Un altro grande aiuto è dato poi dalla disponibilità del sistema satellitare Copernicus, il programma di osservazione della Terra dell’Unione europea che con la sua avanzata flotta di satelliti denominati Sentinel fornisce agli analisti e ai soccorritori immagini dettagliate dall’alto utili per coordinare con maggior efficacia i voli dei Canadair sulle aree colpite. Queste mappe, aggiornate in tempo reale, stanno già supportando attivamente le operazioni sul campo attraverso il monitoraggio dallo spazio. Dunque rivelando il sistema utile e molto efficace per coordinare le azioni di intervento e per massimizzare i risultati di spegnimento e contenimento dei fronti di incendio.

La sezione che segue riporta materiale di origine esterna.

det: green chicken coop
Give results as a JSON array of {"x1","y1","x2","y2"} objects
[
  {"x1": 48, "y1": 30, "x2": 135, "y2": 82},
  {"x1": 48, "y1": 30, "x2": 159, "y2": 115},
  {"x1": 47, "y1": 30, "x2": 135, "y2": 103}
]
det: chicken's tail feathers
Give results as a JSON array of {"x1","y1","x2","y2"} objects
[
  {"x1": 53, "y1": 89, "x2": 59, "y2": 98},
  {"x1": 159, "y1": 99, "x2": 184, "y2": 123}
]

Secondo gli esperti esiste un cocktail di elementi che creano la “tempesta perfetta”, una grave crisi che, con temperature estreme e forti venti, alimentano roghi devastanti. Il bilancio umano e sociale è pesantissimo.
Per non rincorrere sempre l’emergenza
Ovviamente il primo agente in causa è il cambiamento climatico, ma ci sono altri elementi come il progressivo spopolamento delle aree rurali. In altre Regioni invece si verifica il caso in cui la vegetazione arriva a lambire i centri abitati creando le condizioni ideali per la distruzione delle abitazioni e l’evacuazione degli abitanti con il fuoco che può raggiungere molto rapidamente villaggi e Paesi con roghi sempre più difficili da domare o almeno da contenere.
La salvaguardia del territorio e la sicurezza delle vite umane impongono una svolta culturale attiva e profonda. È urgente essere preparati il più possibile, sensibilizzare ed educare le comunità che abitano a ridosso delle aree boschive a una cultura del rispetto come pure strutturare una prevenzione metodica e sistemica in grado di neutralizzare il pericolo disinnescando l’emergenza prima ancora che il suolo secco si incendi.
Sicuramente le previsioni per il futuro rimangono infuocate, sono già allo studio nuovi piani per affrontare le stagioni degli incendi che, purtroppo, saranno sempre più aggressive. Ma la consapevolezza sociale dei cittadini ha un ruolo determinante. Sappiamo che oltre il 95% degli incendi nell’Europa sudoccidentale è legato ad azioni umane, dunque il comportamento di residenti e turisti può fare la differenza tra un bosco salvo e una catastrofe, consci che un intervento nei primi dieci minuti (numero di emergenza 112 a livello europeo) può evitare che un piccolo focolaio diventi un super-incendio indomabile.